Answers to Frequently Asked Questions

I mean, what's your favourite modern book?

Oh, that's altogether tougher.

"Modern" is a term than can be applied to everything since the Renaissance. So the first novel, arguably Don Quixote, written in the early 1600s, may be considered a modern novel.

But, by your question, I'm assuming you mean from the twentieth century.

My favourite writing of this recent period may be The Grapes of Wrath by John Steinbeck. Or maybe For Whom the Bell Tolls by Ernest Hemingway. The Great Gatsby is up there. All Quiet on the Western Front. Catcher in the Rye. Oh, and there's Pearl S. Buck's The Good Earth, the great Maxim Gorky....

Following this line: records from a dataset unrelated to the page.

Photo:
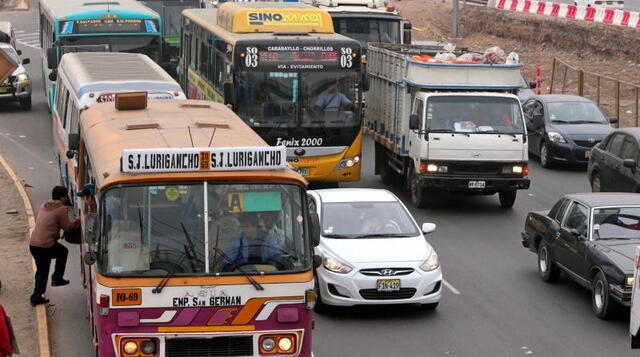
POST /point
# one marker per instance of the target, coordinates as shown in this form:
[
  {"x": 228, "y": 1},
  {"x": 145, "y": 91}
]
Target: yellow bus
[
  {"x": 287, "y": 74},
  {"x": 199, "y": 239}
]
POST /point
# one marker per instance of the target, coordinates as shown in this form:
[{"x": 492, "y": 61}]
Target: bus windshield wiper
[{"x": 243, "y": 272}]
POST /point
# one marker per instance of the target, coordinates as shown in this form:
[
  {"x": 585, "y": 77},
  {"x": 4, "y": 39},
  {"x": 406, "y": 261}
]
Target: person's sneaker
[
  {"x": 40, "y": 301},
  {"x": 61, "y": 282}
]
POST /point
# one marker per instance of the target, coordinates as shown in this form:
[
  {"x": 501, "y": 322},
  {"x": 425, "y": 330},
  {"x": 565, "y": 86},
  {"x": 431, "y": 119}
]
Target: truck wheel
[
  {"x": 418, "y": 193},
  {"x": 507, "y": 198},
  {"x": 602, "y": 304}
]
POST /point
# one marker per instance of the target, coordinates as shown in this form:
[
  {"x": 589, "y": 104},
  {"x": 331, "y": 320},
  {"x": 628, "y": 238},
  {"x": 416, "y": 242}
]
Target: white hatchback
[{"x": 372, "y": 251}]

It depends which one I've read or reread most recently.

I tend to like Russian and British literature of the nineteenth century for their intensely involving, panoramic views of the world, and American novels of the 1920s and 1930s for their energy and directness.

And sometimes I get the greatest enjoyment from a Raymond Chandler or Dashiell Hammett private eye story. Or a noir tale from James M. Cain. Or a classic science fiction thriller....

I also like short stories by Canadian writers Morley Callaghan, Hugh Garner, Alice Munro and Mavis Gallant, and by Americans John O'Hara, Fitzgerald and Hemingway again, and Dorothy Parker.

Each time I read one of these I think, "Oh, this is my favourite modern writer.".